Modular downloaders aren't new to the world of malware, but a new campaign featuring modular software launched by a major criminal group is drawing the attention of threat researchers. The attacks, so far targeting Russia and the former Soviet republics of the Commonwealth of Independent States (CIS), could presage new tactics aimed at victims around the world.
Researchers at Proofpoint discovered a pair of modular downloaders this summer and noticed two unusual factors in their use. First, the loaders were conducting reconnaissance on the infected system to decide whether the full payload will be downloaded. Second, the loaders, with very small and carefully obfuscated footprints, were being launched by the Cobalt Group, a major criminal organization previously tied to activities such as ATM jackpotting and to other large criminal groups.
"This is the first time we've seen a real shift to have a number of major actors using these tiny downloaders," says Chris Dawson, threat intelligence lead at Proofpoint. The new modular downloader — dubbed "CobInt" by researchers at Group-IB for the organization launching the attack and the name of a .DLL used in the malware — is "small, it's stealthy, and it's pretty well-obfuscated," he adds. "It's difficult to detect if you don't know what you're looking for."
The process of infecting a target machine is a three-step flow, with each step adding functionality, Dawson explains. The first module is an email with an attachment carrying the initial exploit. If the exploit code, typically a .VBS exploit, can execute, it immediately sends a request for the second-stage downloader. This downloader, written in C, will do reconnaissance on the target system to determine whether certain security measures are running, the system is within a sandbox, or has qualities indicating that it might trap the malware. If the system is "clean" (from the malware's perspective), then it downloads the final payload and establishes persistence on the computer.

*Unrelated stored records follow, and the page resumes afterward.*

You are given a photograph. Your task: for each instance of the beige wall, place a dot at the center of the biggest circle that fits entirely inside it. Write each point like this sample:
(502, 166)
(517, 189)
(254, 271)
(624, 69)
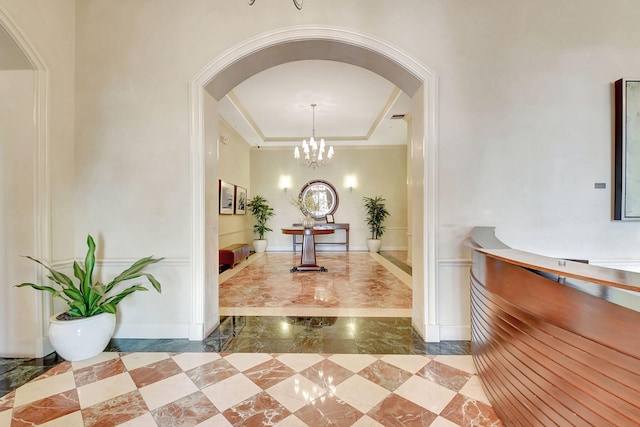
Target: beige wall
(17, 180)
(37, 144)
(235, 169)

Each of the three modules is small and uses multiple layers of obfuscation to avoid detection. "It's unusual to see this level of obfuscation, and we've seen it three times in a row by high-profile actors," says Dawson, referring to separate campaigns researchers have found using the same modular software in the space of a few weeks.
And while the process has multiple steps, it doesn't mean that security professionals can look for the malware at their leisure. "The total time is seconds — it's very quick," Dawson says.
So far, the specific code in use is particular to one criminal organization, and Dawson thinks it will stay that way. "This is likely going to remain a Cobalt Group tool. Aside from using Cobalt Strike, which is a readily available tool, they use custom software," he explains.
But in the world of criminal IT activity, the Cobalt Group's success will be noticed. "We've seen these techniques spreading through other groups," Dawson says. "We see a group that tends to be a good barometer using the technique, and if TA505 is using this, it indicates that others with follow in their wake."
Asked whether he sees these campaigns spreading outside the CIS states, Dawson points out that they are, so far, very specific. "In general, it's Russian language [phishing] hitting organizations in the region," he says. But there's no technical reason that another group can't adopt the technique — if not the actual code — for use anywhere in the world.